Drinking wine is an adventure for all your senses, in the case of fine wine, the wine maker has made significant investment of time, expertise and money to balance the bouquet and give the bottle the uniqueness in aromas that makes it valuable. The sense of smell is indispensable to fully appreciate finer wines. By having aromatic candles, more than 30% of the sensory feedback will not be processed. There is a time and a place for aromatic candles, and evenings of fine wine are certainly not it. If must have candlelight the best option is traditional tea lights.
Thick Glasses, Disposable Glasses and Plastic Glasses
Wine is a liquid jewel and it can be best appreciated for its color and visual qualities when presented in appropriate glassware. Thick glasses impact refraction and hinder wine observation. When appreciating fine wine you should be able to observe the intensity and viscosity of the wine.

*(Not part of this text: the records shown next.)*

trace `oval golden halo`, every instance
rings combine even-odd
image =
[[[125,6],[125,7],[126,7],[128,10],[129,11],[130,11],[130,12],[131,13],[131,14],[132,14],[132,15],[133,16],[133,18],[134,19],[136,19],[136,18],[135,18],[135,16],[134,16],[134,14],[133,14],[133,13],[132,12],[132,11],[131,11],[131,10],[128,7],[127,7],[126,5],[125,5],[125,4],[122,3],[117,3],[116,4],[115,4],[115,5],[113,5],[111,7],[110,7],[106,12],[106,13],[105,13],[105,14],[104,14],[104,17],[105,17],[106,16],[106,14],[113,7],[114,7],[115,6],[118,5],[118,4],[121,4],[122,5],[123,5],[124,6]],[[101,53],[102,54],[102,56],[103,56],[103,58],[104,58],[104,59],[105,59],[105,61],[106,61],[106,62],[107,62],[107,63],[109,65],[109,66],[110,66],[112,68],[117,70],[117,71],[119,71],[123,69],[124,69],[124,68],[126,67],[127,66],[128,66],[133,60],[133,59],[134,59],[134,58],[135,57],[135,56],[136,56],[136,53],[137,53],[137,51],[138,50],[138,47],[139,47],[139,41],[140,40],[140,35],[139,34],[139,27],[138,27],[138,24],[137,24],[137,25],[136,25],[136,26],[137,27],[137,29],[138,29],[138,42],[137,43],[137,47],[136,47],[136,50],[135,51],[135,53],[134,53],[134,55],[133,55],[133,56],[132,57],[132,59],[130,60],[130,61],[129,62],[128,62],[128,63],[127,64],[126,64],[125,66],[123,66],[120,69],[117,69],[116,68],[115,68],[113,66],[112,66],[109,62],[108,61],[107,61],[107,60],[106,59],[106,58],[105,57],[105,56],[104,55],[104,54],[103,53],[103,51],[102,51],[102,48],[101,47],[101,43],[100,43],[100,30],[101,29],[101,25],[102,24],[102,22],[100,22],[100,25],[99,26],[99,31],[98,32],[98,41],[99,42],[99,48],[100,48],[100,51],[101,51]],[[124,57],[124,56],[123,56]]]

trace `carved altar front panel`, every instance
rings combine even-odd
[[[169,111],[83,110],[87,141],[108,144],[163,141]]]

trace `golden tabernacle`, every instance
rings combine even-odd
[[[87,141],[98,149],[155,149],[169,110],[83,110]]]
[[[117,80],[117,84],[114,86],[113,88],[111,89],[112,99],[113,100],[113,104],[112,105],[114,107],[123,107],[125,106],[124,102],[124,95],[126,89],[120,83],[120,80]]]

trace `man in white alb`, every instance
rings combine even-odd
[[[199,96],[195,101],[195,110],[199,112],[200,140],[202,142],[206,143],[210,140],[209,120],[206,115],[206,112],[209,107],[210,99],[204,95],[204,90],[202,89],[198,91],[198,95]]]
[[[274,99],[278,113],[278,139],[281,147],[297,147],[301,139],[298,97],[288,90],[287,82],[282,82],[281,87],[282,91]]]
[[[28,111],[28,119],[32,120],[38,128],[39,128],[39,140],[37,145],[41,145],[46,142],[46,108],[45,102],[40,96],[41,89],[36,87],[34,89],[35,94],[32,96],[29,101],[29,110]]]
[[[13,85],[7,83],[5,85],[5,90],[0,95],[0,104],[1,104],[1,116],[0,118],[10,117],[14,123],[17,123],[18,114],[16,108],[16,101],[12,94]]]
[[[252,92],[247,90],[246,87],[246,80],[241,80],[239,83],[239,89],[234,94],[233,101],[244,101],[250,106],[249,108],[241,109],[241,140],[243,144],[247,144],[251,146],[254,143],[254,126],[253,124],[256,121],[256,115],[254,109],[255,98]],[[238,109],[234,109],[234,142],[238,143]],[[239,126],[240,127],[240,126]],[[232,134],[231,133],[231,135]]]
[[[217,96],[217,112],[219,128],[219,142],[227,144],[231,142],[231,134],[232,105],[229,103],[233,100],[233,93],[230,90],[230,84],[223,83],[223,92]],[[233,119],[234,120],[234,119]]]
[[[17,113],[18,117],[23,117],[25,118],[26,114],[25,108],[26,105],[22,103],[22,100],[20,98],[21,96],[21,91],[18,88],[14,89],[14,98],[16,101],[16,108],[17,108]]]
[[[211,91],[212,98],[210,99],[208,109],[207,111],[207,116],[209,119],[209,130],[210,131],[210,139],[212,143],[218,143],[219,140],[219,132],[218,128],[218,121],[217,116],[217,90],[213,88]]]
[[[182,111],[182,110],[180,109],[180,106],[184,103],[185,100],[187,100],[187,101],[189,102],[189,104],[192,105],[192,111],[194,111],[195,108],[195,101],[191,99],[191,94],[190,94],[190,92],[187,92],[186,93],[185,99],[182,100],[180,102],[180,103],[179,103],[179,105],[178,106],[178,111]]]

Plastic glasses absorb flavor and can pollute the profile of your wine. Disposables are simply a no no.
Wine aficionados and connoisseurs alike would do well to keep a basic collection of wine glasses. When embracing a wine drinking culture making this small investment which is usually less than the cost of a good bottle of wine will make a huge difference time after time when it comes to truly appreciating the flavor, aroma and visual qualities of the wine. While generally speaking crystal is better than glass, glass technology has improved to the point where you can spot very high quality glass stemware that won’t break the bank.
Adding Ice to Your Wine
If you are drinking a finer more exalted wine you should keep your hands off the ice cube. Aside from the occasional cube dropped into a warm glass of white or Rosé and fortified/doctored wines like White Port, Vermouth, Sangria and Pineau de Charentes, adding ice to fine wine is virtually unheard of in the west. The chemistry and flavor profile will be numbed and not reflective of the craftsmanship of the wine maker.
Drinking fine wine is an art, a pleasure and a science. If done right your palate and your heart will thank you forever.